In fact any attempt to speedup the application makes things slower.
Attached are original C++ implmentation, C++ implementation with preallocated
memory and implementation based on my memory allocator, which uses malloc.
I understand that any class in the `std` namespace has to conform to C++
standard, so it can be hard to fix this issue.
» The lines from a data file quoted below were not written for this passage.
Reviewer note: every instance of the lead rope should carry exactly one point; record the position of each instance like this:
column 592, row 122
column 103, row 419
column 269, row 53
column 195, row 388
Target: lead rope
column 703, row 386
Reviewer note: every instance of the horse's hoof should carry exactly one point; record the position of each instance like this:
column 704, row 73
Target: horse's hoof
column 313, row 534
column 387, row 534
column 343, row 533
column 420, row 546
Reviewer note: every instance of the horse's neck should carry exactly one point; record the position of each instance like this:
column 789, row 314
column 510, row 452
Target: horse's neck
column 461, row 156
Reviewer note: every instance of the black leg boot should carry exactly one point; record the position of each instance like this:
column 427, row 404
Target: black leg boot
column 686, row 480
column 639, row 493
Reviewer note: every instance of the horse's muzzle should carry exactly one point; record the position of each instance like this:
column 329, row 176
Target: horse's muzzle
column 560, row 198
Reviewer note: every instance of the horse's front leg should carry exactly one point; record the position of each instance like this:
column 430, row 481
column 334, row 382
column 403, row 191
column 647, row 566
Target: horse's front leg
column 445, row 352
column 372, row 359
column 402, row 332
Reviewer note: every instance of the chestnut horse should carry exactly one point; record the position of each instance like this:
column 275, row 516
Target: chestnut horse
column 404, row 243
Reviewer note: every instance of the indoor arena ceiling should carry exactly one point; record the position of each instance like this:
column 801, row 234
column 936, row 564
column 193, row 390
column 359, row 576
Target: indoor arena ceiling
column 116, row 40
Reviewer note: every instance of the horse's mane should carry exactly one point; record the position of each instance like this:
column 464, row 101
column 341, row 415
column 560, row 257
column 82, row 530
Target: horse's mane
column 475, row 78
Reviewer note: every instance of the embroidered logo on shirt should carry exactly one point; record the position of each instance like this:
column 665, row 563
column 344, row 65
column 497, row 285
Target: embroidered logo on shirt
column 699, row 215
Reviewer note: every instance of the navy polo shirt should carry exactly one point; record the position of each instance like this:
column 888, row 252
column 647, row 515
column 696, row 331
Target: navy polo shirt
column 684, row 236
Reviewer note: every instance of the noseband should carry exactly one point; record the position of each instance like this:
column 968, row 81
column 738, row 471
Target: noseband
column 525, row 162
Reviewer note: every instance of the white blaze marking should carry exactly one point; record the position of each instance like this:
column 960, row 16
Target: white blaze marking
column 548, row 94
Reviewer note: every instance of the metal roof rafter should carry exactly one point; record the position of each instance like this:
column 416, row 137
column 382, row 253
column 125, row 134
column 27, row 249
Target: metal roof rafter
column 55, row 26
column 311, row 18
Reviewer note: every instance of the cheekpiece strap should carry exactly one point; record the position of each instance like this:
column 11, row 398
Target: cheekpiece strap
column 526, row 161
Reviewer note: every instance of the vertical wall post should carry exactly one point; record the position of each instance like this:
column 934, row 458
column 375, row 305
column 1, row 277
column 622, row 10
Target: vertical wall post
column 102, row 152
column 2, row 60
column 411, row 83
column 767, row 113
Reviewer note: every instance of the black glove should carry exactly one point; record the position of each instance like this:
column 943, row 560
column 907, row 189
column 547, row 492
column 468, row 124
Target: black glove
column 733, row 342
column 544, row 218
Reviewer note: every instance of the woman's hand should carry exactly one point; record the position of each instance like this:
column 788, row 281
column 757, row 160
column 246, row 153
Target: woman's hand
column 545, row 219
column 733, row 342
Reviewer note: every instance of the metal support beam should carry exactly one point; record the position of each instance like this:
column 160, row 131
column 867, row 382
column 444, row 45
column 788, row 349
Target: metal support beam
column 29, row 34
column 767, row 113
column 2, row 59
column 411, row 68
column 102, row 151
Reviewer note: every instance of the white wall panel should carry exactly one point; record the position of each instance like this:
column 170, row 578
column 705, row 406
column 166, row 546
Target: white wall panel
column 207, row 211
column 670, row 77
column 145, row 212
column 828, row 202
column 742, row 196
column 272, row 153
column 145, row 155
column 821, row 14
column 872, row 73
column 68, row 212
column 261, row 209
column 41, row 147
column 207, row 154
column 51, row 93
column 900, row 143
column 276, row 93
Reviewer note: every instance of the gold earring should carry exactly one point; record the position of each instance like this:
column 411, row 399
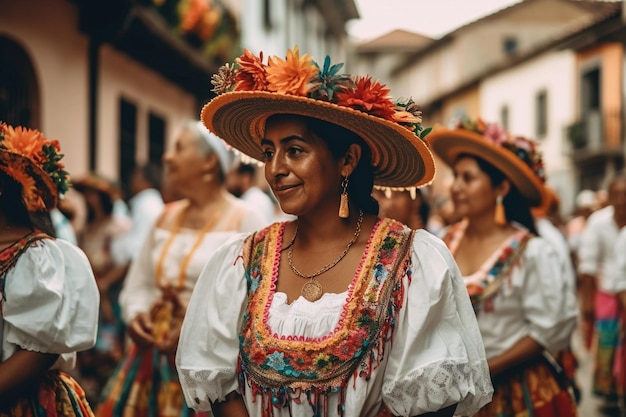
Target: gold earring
column 344, row 209
column 499, row 215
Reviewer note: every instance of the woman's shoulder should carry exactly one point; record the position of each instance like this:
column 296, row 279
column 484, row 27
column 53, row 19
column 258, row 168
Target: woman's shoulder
column 55, row 250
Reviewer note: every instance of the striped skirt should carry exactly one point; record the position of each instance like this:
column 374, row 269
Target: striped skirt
column 535, row 388
column 144, row 385
column 55, row 395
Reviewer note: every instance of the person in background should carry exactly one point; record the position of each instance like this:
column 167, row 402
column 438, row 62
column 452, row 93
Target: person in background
column 585, row 205
column 523, row 298
column 600, row 306
column 160, row 280
column 406, row 206
column 48, row 295
column 241, row 182
column 145, row 205
column 102, row 227
column 340, row 312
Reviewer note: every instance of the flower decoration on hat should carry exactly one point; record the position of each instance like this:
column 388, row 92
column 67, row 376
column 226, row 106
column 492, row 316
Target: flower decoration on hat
column 35, row 162
column 302, row 76
column 524, row 148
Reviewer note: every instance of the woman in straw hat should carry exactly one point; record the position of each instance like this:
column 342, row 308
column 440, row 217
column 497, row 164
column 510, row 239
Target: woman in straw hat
column 159, row 282
column 48, row 295
column 338, row 313
column 524, row 303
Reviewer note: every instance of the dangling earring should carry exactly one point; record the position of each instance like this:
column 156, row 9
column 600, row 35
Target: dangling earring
column 344, row 209
column 499, row 215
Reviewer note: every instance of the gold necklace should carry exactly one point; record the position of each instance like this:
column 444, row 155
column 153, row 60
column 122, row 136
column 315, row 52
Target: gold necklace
column 312, row 290
column 182, row 273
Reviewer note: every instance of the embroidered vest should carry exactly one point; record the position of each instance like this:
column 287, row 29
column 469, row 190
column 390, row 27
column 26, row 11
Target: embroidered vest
column 279, row 369
column 482, row 292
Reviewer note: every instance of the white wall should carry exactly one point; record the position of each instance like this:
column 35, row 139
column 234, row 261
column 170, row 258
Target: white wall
column 517, row 88
column 48, row 31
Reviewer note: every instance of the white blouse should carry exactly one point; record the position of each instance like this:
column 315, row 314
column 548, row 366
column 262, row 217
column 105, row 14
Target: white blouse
column 50, row 303
column 140, row 290
column 618, row 274
column 435, row 358
column 535, row 300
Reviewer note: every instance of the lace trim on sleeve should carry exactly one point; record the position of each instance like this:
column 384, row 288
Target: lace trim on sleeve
column 440, row 384
column 206, row 386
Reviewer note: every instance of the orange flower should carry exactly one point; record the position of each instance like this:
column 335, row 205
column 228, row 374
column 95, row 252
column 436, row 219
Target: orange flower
column 405, row 117
column 251, row 75
column 192, row 15
column 291, row 76
column 370, row 97
column 25, row 142
column 30, row 193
Probably G++ compiled can be
tweaked to compile more faster code for `std::pmr::monotonic_buffer_resource`.
Environment:
* CPU: Intel(R) Core(TM) i5-3380M CPU @ 2.90GHz
* OS: Ubuntu 20.04.1 LTS
* Command line: g++ --std=c++17 -O3 --omit-frame-pointer -march=ivybridge
-lpthread
* Target: x86_64-linux-gnu
* Configured with: ../src/configure -v --with-pkgversion='Ubuntu
9.3.0-10ubuntu2' --with-bugurl=file:///usr/share/doc/gcc-9/README.Bugs
--enable-languages=c,ada,c++,go,brig,d,fortran,objc,obj-c++,gm2 --prefix=/usr
--with-gcc-major-version-only --program-suffix=-9
--program-prefix=x86_64-linux-gnu- --enable-shared --enable-linker-build-id
--libexecdir=/usr/lib --without-included-gettext --enable-threads=posix
--libdir=/usr/lib --enable-nls --enable-clocale=gnu --enable-libstdcxx-debug
--enable-libstdcxx-time=yes --with-default-libstdcxx-abi=new
--enable-gnu-unique-object --disable-vtable-verify --enable-plugin
--enable-default-pie --with-system-zlib --with-target-system-zlib=auto
--enable-objc-gc=auto --enable-multiarch --disable-werror --with-arch-32=i686
--with-abi=m64 --with-multilib-list=m32,m64,mx32 --enable-multilib
--with-tune=generic --enable-offload-targets=nvptx-none,hsa
--without-cuda-driver --enable-checking=release --build=x86_64-linux-gnu
--host=x86_64-linux-gnu --target=x86_64-linux-gnu
* Thread model: posix
* gcc version 9.3.0 (Ubuntu 9.3.0-10ubuntu2)